Тогда день и ночь измождённые люди по цепочке передавали вёдра со снегом, и машины оживали, гнали по проводам киловатты к шахтам и драгам.
Казалось, что не электроток струился по проводам, а кровь и пот падающих с ног от усталости полубезграмотных, полуголодных, но злых в своей одержимой вере рабочих. Рядом со станцией рос посёлок.
Сотни лесорубов валили лес для прожорливых топок. Брёвна надобно было распилить и расколоть на чурки метровой длины, а дров уходило огромное количество, до трёхсот кубометров в сутки.
Едва всё наладилось, как машинист Павловский, имевший до революции свои мастерские, на полном ходу сливает воду из котла, и тот корёжится от адского жара, потом он же заплавляет в подшипники бабит с песочком и делает ремонт так, что вскоре машины разлетаются вдребезги.
И опять всё сначала… Опять позорное знамя из рогожи полощется над крышей, опять станция занесена на чёрную доску соревнования.
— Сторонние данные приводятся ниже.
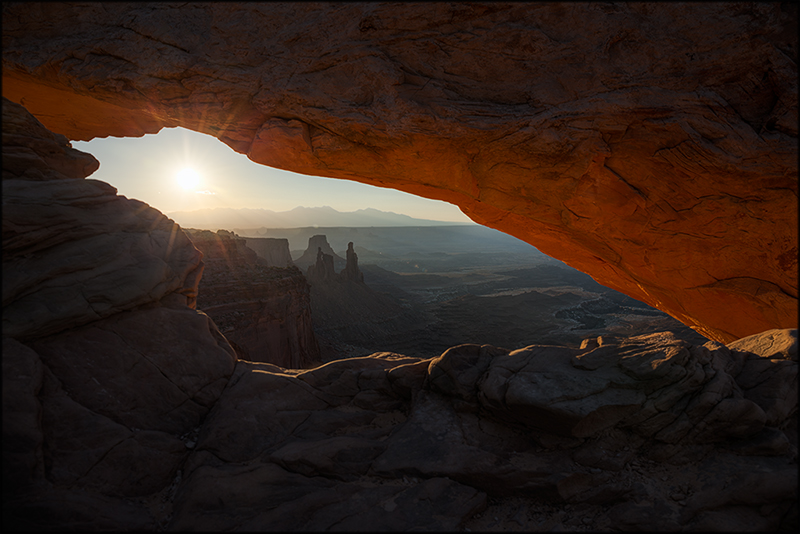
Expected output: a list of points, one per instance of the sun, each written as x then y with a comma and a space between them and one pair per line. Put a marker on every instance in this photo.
188, 179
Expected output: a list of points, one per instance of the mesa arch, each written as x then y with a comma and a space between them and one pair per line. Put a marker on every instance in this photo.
652, 146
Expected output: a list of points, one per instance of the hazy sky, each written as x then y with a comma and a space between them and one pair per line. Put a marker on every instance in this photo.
152, 169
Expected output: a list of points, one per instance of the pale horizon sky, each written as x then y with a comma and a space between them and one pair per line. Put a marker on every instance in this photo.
149, 169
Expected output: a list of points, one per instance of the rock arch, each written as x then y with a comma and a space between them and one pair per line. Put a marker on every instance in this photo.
652, 146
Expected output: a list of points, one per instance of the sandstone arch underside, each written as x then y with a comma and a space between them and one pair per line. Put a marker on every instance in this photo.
652, 146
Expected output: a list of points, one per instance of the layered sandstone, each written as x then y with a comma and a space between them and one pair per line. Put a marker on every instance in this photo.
108, 370
263, 311
316, 244
651, 145
273, 250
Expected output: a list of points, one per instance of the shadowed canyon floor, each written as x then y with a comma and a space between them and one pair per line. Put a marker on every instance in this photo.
428, 289
651, 145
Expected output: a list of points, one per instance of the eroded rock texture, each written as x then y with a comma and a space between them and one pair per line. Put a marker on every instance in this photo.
108, 370
264, 311
651, 145
275, 251
648, 433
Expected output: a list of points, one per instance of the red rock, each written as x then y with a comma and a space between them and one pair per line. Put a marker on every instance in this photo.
653, 146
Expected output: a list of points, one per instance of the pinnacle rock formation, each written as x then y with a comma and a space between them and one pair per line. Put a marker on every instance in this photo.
351, 271
310, 257
650, 145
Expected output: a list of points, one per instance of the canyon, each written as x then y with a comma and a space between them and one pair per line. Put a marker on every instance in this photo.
263, 310
656, 151
653, 146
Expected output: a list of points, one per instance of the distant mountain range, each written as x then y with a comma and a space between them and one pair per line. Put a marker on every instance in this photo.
229, 218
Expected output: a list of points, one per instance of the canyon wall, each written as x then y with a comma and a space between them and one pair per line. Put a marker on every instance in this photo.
108, 369
263, 311
275, 251
651, 145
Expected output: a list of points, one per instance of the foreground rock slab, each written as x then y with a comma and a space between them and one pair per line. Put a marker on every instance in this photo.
648, 433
Опять не заготовлены летом дрова по чьему-то злому умыслу иль разгильдяйству, снова, одна за другой, прогорают топки, и положение кажется отчаянным, безвыходным, страшным…
Выходят все жители после основной работы, а к ним присоединяются посланцы приисков, Егор и его сокурсники по горному техникуму бредут по пояс в снегу и тащат на плечах мёрзлые брёвна к станции. День и ночь густой дым рвётся из труб над тайгой.
Перемешались в едином порыве: комсомольцы, партийцы, беспартийные и спецпоселенцы, ещё недавно стрелявшие в таких же активистов из обрезов, поджигавшие колхозные амбары. Строится подвесная дорога в дальние распадки, летом сплавляется пятьдесят тысяч кубометров брёвен.
И всё равно присуждается рогожное знамя, слышатся укоры и сомнения. Красноармейцы ГПУ уводят Павловского и посменно дежурят у машин.
Сколько лошадей переломало ноги в каменных россыпях! Сколько их пало от надрывной работы, сколько затрачено труда и сил — не счесть вовек.
Но драги начали ритмично и неутомимо работать, работать, работать. Чёрная ночь. Грязь. Дождь. А они светятся, грызут полигоны, и струёй льётся желанное золото в ларь пятилетки.
— Враги? Чёрт с ними! Лишь бы не задохнулась станция. Шахты под угрозой затопления, если остановим подачу дровишек, подачу тока. Ты коммунист? Нельзя спать в такое время, выспимся на том свете.
Лошади опять тонут в болоте и кричат страшными человеческими голосами, они истощены, как люди, ползущие рядом в освободившихся постромках. За ними тянутся залепленные грязью брёвна: свет, жизнь, золото…
И вдруг! Кулак из дальней соловьиной губернии раскатисто смеётся и хлопает Егора по мокрому плечу и блаженно орёт: «Ешкина мать! Ведь я вконец тут опролетаризировался, ну его к лешему, дом, тут житуха веселей!»
У сучкобоя Маруси выпал топор из скрюченных кровяными мозолями пальчиков. Она горько плачет от злости и дырявым сапогом крушит сучки, наваливается на крупные ветки всем телом, её отбрасывает, как белку.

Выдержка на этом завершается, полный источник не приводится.